You know that book of Robert Munsch, “Love You Forever“? I don’t know how many times I have read that book to my son when he was little but today its words ring true as never before.
The other night I crept into my son’s bedroom and just watched him as he slept. His hair looked tousled and his long legs dangled off the edge of his bed. I wanted so badly to reach out my hand and touch his face remembering the chubby cheeks and dimples in his baby hood, but I held back, after all at eighteen years of age he likely would have been thoroughly creeped out! Yet as I watched him sigh in his sleep, tears welled up in my eyes, my mother’s heart softening with longing for the years when he truly needed me for everything. I remembered when only my hugs and kisses would soothe his “boo boos”, or comfort him, or encourage him. Those days are long past.
Today he walks across the stage and receives his high school diploma. He won’t admit it, he’s too cool for that, but I know he’s excited. He wouldn’t let me fuss at him when he tried on his tuxedo for the Graduation Banquet but all I could do was fuss because had I just stepped back and paused to admire him, so tall, so perfect, so grown up, I would have dissolved into tears. Fuss covers over a multitude of tears.
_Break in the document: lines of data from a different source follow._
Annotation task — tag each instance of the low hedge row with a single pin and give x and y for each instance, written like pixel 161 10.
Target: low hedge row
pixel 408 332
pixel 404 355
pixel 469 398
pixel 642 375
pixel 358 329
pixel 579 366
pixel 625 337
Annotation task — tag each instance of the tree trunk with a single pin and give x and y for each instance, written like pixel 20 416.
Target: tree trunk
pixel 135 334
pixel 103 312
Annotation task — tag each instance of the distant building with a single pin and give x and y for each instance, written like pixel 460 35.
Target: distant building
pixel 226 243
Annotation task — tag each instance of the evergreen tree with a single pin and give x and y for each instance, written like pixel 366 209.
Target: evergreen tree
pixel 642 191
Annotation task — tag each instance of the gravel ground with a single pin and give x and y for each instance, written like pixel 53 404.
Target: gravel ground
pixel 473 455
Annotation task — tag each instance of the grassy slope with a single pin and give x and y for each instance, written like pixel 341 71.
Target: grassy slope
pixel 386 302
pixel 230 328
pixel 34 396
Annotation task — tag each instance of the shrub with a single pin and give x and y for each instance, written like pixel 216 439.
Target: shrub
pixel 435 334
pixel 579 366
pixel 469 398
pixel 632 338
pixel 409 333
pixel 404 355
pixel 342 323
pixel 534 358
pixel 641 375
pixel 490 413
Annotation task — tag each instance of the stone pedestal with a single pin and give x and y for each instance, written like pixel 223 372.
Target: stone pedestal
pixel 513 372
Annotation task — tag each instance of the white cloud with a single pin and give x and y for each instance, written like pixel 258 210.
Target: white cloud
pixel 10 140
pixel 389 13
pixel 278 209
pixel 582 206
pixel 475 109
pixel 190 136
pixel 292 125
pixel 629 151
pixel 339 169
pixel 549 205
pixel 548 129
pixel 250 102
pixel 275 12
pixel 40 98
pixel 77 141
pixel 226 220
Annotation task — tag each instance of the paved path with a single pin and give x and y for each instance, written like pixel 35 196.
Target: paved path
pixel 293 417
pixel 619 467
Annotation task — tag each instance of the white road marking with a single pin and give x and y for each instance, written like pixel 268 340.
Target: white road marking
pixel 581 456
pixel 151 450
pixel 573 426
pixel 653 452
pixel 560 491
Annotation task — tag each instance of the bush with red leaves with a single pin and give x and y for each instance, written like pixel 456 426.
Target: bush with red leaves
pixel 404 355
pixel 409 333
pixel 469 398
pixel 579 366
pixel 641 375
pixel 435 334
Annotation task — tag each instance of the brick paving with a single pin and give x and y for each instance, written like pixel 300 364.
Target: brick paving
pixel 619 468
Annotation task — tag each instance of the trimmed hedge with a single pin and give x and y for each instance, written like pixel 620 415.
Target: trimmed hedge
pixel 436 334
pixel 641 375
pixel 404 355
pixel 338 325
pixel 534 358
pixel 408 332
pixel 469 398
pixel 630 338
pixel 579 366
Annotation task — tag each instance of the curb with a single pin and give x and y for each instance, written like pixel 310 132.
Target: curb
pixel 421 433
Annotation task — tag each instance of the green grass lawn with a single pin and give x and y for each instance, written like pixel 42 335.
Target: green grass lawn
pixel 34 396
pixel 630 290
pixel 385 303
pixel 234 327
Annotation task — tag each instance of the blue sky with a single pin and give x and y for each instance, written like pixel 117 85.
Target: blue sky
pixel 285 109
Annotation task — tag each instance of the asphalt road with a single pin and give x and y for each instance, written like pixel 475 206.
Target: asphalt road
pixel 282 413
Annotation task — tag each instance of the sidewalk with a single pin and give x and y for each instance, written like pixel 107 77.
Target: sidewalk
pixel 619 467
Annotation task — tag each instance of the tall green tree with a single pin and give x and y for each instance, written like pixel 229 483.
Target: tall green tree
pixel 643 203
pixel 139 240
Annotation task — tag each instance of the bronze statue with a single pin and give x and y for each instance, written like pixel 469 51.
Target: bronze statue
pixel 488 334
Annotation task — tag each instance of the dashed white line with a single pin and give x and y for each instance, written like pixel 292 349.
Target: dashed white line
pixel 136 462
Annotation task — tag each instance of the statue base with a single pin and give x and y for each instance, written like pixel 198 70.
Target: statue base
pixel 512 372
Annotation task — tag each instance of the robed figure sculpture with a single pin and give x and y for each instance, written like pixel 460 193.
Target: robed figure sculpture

God gave him to me for such a short time it seems to me, a blessing immeasurable in my life. Although memories of his childhood flood over me, I know he is not a child any longer, but a grown young man, ready to tackle the world after high school. I will likely shed those multitude of tears some time over this weekend but today as I see him in his cap and gown I will say:
“I’ll love you forever, I’ll like you for always, as long as I’m living, my baby you’ll be.”